Clint Eastwood - Actor - Director

(Credits: Far Out / YouTube Still)

Wed 7 January 2026 17:15, UK

While it’s not impossible, stars are very rarely made with their first performance. Clint Eastwood is one of the biggest stars in Hollywood history, and he’d been working for over a decade before he finally broke through as the iconic figurehead of Sergio Leone’s Dollars trilogy.

As often tends to be the case, there are exceptions. Edward Norton in Primal Fear, Natalie Portman in Léon: The Professional, Kate Winslet in Heavenly Creatures, Julie Andrews in Mary Poppins, and James Dean in East of Eden are among those who exuded star quality in their credited feature debuts, but it doesn’t happen all that often.

The worst-case scenario is when a complete novice is thrown in at the deep end and left to fend for themselves in a role they’re completely unqualified to play, especially when it’s a high-profile project from a known filmmaker with an ensemble cast of veterans, which can leave a newcomer feeling like a deer in the headlights.

She would rebound several years later by playing the female lead in Jean-Luc Godard’s seminal Breathless before becoming an iconic figure in the ‘French New Wave’ movement, but that’s exactly what happened to Jane Seberg when she was plucked from obscurity to headline Otto Preminger’s 1957 period piece, Saint Joan.

The director launched a nationwide talent search to find his Joan of Arc, and after being submitted by a neighbour, Seberg made her first film appearance after beating out 18,000 other contenders by playing the title character in a film that was eviscerated by critics, most of whom savaged her performance.

The star’s two overriding memories of Saint Joan were “being burned at the stake in the picture” and “being burned at the stake by critics,” with Seberg admitting that she was “scared like a rabbit and it showed on the screen,” and being asked to carry a film of that size in her maiden outing was “not a good experience at all.”

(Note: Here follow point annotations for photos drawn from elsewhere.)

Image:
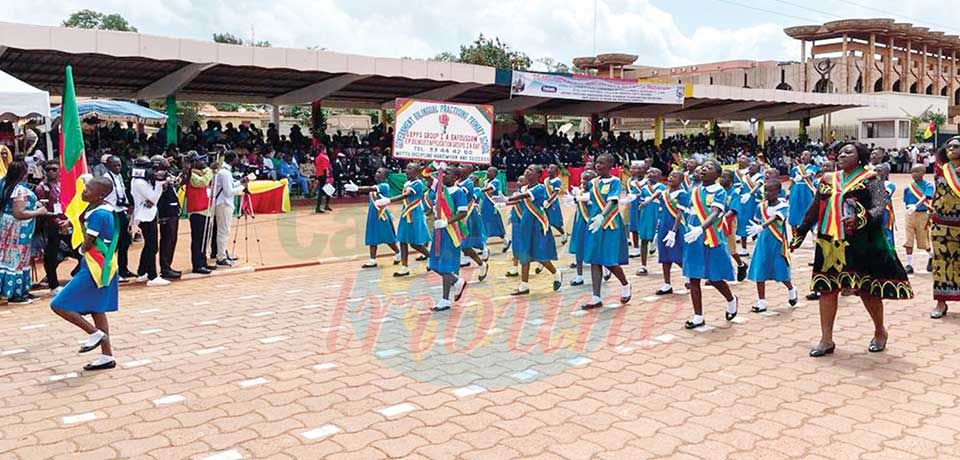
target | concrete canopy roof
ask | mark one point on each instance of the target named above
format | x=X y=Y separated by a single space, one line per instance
x=137 y=66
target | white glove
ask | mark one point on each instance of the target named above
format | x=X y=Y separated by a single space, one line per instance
x=595 y=223
x=693 y=234
x=670 y=239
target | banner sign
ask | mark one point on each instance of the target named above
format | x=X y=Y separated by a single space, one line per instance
x=586 y=88
x=443 y=131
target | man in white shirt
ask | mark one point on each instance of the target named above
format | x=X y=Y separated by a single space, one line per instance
x=225 y=188
x=146 y=191
x=118 y=199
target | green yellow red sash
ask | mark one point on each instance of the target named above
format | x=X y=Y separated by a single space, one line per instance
x=711 y=235
x=832 y=222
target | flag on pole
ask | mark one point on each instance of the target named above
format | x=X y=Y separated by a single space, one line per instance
x=930 y=130
x=73 y=161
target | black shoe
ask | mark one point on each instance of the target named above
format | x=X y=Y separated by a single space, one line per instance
x=742 y=272
x=818 y=352
x=100 y=367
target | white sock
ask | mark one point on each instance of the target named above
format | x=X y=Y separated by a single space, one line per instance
x=102 y=359
x=94 y=338
x=732 y=305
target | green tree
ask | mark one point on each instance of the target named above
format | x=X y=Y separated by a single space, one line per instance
x=489 y=52
x=89 y=19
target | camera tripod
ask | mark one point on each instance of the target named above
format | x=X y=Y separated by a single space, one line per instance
x=249 y=219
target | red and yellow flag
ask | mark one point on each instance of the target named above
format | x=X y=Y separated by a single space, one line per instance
x=73 y=161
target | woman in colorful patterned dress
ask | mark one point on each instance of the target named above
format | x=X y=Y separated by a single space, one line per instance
x=945 y=228
x=852 y=254
x=18 y=213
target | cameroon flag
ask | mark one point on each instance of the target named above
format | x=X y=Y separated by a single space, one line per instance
x=73 y=161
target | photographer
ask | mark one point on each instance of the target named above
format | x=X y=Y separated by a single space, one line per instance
x=225 y=189
x=146 y=189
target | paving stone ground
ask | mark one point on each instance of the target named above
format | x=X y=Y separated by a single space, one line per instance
x=333 y=361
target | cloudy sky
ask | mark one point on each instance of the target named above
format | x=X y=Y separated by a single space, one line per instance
x=661 y=32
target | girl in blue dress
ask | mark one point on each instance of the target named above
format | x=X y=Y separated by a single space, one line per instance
x=477 y=235
x=581 y=219
x=450 y=209
x=412 y=229
x=705 y=255
x=669 y=250
x=771 y=256
x=802 y=191
x=492 y=221
x=535 y=242
x=649 y=214
x=379 y=228
x=554 y=190
x=93 y=290
x=606 y=243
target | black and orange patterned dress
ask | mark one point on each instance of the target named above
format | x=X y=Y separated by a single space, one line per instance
x=861 y=260
x=945 y=232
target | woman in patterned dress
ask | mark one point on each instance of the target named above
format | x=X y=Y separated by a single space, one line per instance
x=945 y=228
x=852 y=253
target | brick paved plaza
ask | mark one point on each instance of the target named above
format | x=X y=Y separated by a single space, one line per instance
x=331 y=361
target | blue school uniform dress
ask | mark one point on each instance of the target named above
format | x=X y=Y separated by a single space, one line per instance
x=889 y=218
x=649 y=214
x=634 y=187
x=492 y=222
x=87 y=292
x=706 y=257
x=608 y=245
x=412 y=227
x=670 y=202
x=801 y=192
x=553 y=187
x=535 y=242
x=578 y=236
x=478 y=235
x=379 y=221
x=771 y=256
x=445 y=251
x=753 y=186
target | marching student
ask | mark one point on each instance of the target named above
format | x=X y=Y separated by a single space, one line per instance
x=889 y=217
x=606 y=243
x=554 y=187
x=771 y=255
x=804 y=187
x=93 y=290
x=492 y=221
x=450 y=229
x=669 y=250
x=412 y=229
x=649 y=208
x=581 y=220
x=379 y=228
x=917 y=195
x=705 y=257
x=476 y=238
x=535 y=242
x=728 y=224
x=634 y=186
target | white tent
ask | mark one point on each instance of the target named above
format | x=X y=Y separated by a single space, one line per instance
x=20 y=100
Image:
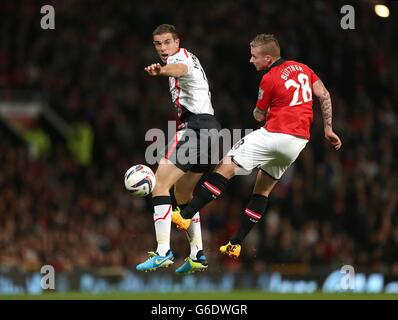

A dozen years later, she worked with Eastwood on Paint Your Wagon, and he still felt sorry for her. “Taking an inexperienced person and putting her in that kind of bad project, under that kind of pressure, it’s terrible,” he told Paul Nelson. “No matter how much a person looks like she’s right for the part, there’s just so much a person can do. If you’re not any good, then how can anything else be good?”

He was adamant that there was “no way an inexperienced young gal like that would be able to do that,” suggesting “it was just a Preminger fantasy going on.” More than that, he was wary of the long-term effects it could have had on not only Seberg’s career, but her confidence in her abilities.

“You get a reputation as being bad,” Eastwood explained. “It’s not that you’re really bad, you just have never had a chance to be good in the normal stepping of things. It was too bad she hadn’t gotten some smaller roles.” It was an unfortunate way to kick off her big-screen tenure, but by the end of the 1960s, Seberg had more than washed away the ignominy of Saint Joan.